The FTC is expected to take the lead in setting cable open-access requirements and is likely to leave the instant-messaging issue to the FCC, which can use its broad authority to act in the "public interest" to get into areas where the government's power to step in is somewhat hazy. Both agencies are mulling whether to force the companies to cut financial ties to competitors AT & T and DirecTV.
The European Commission's pressure to kill the Time Warner/EMI deal alarmed two U.S. lawmakers, who, last Thursday, questioned whether the EC was motivated by "pan-European protectionism" rather than antitrust concerns. Sen.
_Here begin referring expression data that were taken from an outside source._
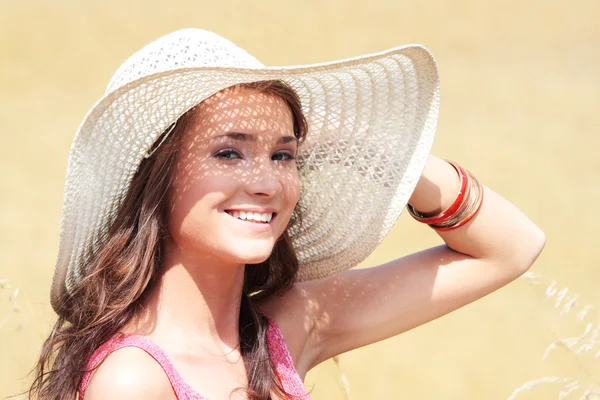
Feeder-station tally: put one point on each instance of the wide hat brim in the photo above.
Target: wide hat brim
(371, 125)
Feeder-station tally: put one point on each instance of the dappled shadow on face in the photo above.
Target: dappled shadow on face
(237, 152)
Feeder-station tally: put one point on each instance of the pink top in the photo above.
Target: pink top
(280, 355)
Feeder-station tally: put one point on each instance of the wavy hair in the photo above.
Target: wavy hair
(125, 269)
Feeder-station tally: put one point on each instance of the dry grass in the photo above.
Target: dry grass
(585, 347)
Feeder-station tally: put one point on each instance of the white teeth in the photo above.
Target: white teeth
(252, 216)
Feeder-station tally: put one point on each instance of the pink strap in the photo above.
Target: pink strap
(278, 350)
(182, 390)
(284, 365)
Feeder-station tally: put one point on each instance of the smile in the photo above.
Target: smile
(252, 217)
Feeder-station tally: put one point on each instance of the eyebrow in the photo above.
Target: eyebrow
(248, 137)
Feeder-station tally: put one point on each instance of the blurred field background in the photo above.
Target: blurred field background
(520, 108)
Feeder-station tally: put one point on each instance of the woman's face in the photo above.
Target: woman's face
(236, 182)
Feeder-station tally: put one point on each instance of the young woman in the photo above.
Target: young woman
(213, 207)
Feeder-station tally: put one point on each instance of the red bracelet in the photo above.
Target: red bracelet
(462, 220)
(463, 194)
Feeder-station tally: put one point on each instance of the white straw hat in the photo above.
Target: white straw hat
(371, 124)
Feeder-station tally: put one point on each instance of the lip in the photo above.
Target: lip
(254, 226)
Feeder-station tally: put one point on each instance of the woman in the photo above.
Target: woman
(213, 207)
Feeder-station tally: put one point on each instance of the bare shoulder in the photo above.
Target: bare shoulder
(294, 312)
(129, 373)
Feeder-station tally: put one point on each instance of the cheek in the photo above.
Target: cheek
(194, 202)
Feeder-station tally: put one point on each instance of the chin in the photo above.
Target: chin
(253, 254)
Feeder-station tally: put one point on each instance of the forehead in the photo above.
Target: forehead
(241, 109)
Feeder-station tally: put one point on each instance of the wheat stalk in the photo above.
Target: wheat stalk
(587, 342)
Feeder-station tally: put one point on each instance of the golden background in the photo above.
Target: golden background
(520, 108)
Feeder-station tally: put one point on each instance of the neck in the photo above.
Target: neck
(196, 300)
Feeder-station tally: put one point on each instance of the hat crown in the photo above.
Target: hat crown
(185, 48)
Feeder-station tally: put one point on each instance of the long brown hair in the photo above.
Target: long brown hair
(125, 268)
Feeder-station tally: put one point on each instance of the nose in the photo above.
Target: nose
(264, 180)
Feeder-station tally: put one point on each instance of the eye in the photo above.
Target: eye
(228, 154)
(283, 156)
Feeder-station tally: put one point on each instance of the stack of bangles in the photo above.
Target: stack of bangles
(462, 210)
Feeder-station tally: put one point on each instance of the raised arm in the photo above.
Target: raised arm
(359, 307)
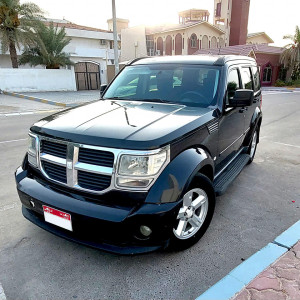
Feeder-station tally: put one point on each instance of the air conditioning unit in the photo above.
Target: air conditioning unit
(151, 52)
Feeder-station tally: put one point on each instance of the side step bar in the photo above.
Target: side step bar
(222, 182)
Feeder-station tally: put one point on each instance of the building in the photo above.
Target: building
(91, 50)
(258, 38)
(267, 57)
(193, 32)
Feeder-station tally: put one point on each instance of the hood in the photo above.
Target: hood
(124, 124)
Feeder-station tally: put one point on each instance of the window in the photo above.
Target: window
(191, 85)
(233, 83)
(193, 41)
(218, 10)
(256, 79)
(267, 74)
(247, 79)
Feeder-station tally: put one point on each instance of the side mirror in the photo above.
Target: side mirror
(242, 98)
(102, 89)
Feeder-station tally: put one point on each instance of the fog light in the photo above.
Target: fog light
(145, 230)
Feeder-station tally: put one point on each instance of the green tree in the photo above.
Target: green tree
(16, 21)
(47, 48)
(290, 58)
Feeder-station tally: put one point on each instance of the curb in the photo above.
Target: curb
(239, 277)
(2, 295)
(51, 102)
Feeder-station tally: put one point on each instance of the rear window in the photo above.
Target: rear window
(247, 78)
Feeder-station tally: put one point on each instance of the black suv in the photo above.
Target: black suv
(139, 169)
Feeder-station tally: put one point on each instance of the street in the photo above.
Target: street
(261, 203)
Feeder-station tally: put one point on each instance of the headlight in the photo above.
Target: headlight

Mike DeWine (R-Ohio), chairman of the antitrust subcommittee, and Sen. Herb Kohl (D-Wis.), the panel's ranking Democrat, urged European Union Competition Commissioner Mario Monti to examine whether the organization should repeal a provision allowing the group to consider "social cohesion" in addition to antitrust concerns in merger reviews.
Joining EMI and Warner Music would have created an overwhelming presence in the European music-publishing business-three times larger than its nearest competitor.
Despite the lawmakers concerns, the toughest bargaining continues in the U.S., where the Federal Trade Commission and FCC continue negotiating the merger conditions' specific details.
Last week, AOL's critics pressed both agencies to go beyond measures that have been reported in press accounts.
Disney General Counsel Louis Meisinger told the House Telecommunications Subcommittee that Time Warner's proposed contract with Earthlink and other ISPs requiring them to turn over 75% of their monthly subscription fees and 25% of their ad revenue is the kind of unfair tactic consumers should expect if the government doesn't set specific limits on the company. "Anything less plays right into the hands of AOL-Time Warner," he said.
ICast chief executive Margaret Heffernan derided AOL's pledge to develop cross-company instant-messaging standards once it figures out how to protect users from junk and pornography e-mail. "That would be like believing the East German regime built the Berlin Wall to protect its citizens," she said.
Separately, the National Association of Broadcasters asked regulators not to limit open-access conditions to carriage of multiple ISPs, leaving out TV stations' demand that Time Warner end its practice of stripping broadcast electronic-program guides. NBC argued that Time Warner was reluctant to carry CNN competitor MSNBC until forced to by conditions imposed on the cable company's 1997 merger with Turner Broadcasting.
AOL and Time Warner officials accused Disney of abusing its participation in the merger-review process by circulating confidential merger documents to company officials. Disney said the leak was an accident, but the incident and other disclosures of confidential documents in the past two months are leading the FCC to pass a rule barring anyone with business before the commission from disclosing any restricting information.